O choque da fome

O choque da fome

Autora: Vaneide Damasceno Cunha Arantes

RESUMO: Parte da aprendizagem adquirida é relacionada às imagens. Os momentos gravados em flash fazem idéias nascerem, os signos crescem e o virtual torna-se real; a semiose revela o signo e fustiga o interpretante. A coisa ganha assinatura de quem a produziu. Grupos humanos sempre recorreram a modos de expressão, de manifestação de sentido de comunicação via rituais e de linguagem, para viverem em sociedade com harmonia. O que fazer diante erro dessa sociedade?

Palavras-chave: Imagem; Fome; Fotografia; Semiótica.

Esta análise propõe uma reflexão, baseada em alguns fundamentos teóricos estudados, sobre as relações de significações contidas na logomarca da Campanha Publicitária da Fome Zero, duas fotografias e uma charge.

Campanha Publicitária da Fome Zero

A cada dia os índices registrados são maiores de seres humanos que vivem em total abandono, sem alimentação, sem água tratada, sem saúde... Criança morrer de fome e sede no Brasil tornou-se uma ocorrência corriqueira, já não causa espanto. As estatísticas são estarrecedoras a ponto de macular a imagem de um país que dispõe de um dos mais ricos solos na face da terra. Preocupado com esses dados, o Presidente do Brasil Luiz Inácio Lula da Silva lançou a Campanha da Fome Zero, onde as pessoas poderão ajudar as camadas mais necessitadas, aqueles agrupamentos de pessoas que não têm nem o mínimo para a sua sobrevivência.

A Campanha da Fome Zero circula em toda a mídia, sempre com as mesmas cores e a mesma mensagem escrita. Tem como objetivo motivar um engajamento amplo do povo brasileiro na luta contra a fome no Brasil, resgatar a cidadania política, social e financeira desse mesmo povo e, com isso, abrir horizontes para um desenvolvimento amplo e irrestrito, onde ninguém fique às margens da riqueza que o País dispõe.

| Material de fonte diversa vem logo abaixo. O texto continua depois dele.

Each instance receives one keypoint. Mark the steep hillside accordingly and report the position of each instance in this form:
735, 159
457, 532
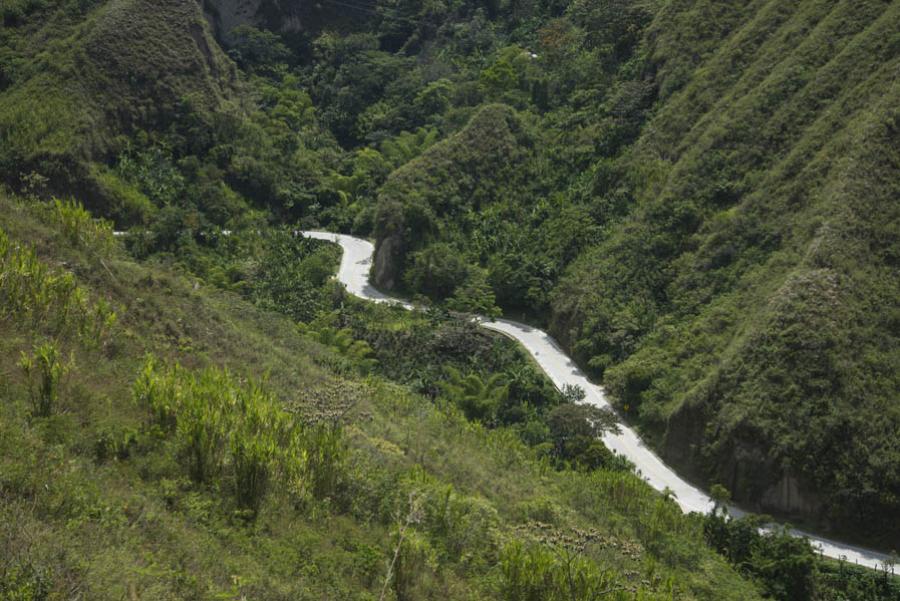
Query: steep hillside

Em análise a campanha nos mostra uma foto, onde a mesa é quadrada e verde, com um forro amarelo em formato de losango, o prato azul bem ao centro, dois talheres que, refletidos, aparecem brancos e abaixo a mensagem : FOME ZERO. Há o texto constituído por palavras que acompanham a fotografia. “Assim, embora não haja fotografia jornalística sem comentário escrito, a análise deve focalizar, em primeiro lugar cada estrutura isolada; somente após ter-se esgotado o estudo de cada estrutura é que se poderá compreender a maneira como as estruturas se completam.” (Barthes,1990:12)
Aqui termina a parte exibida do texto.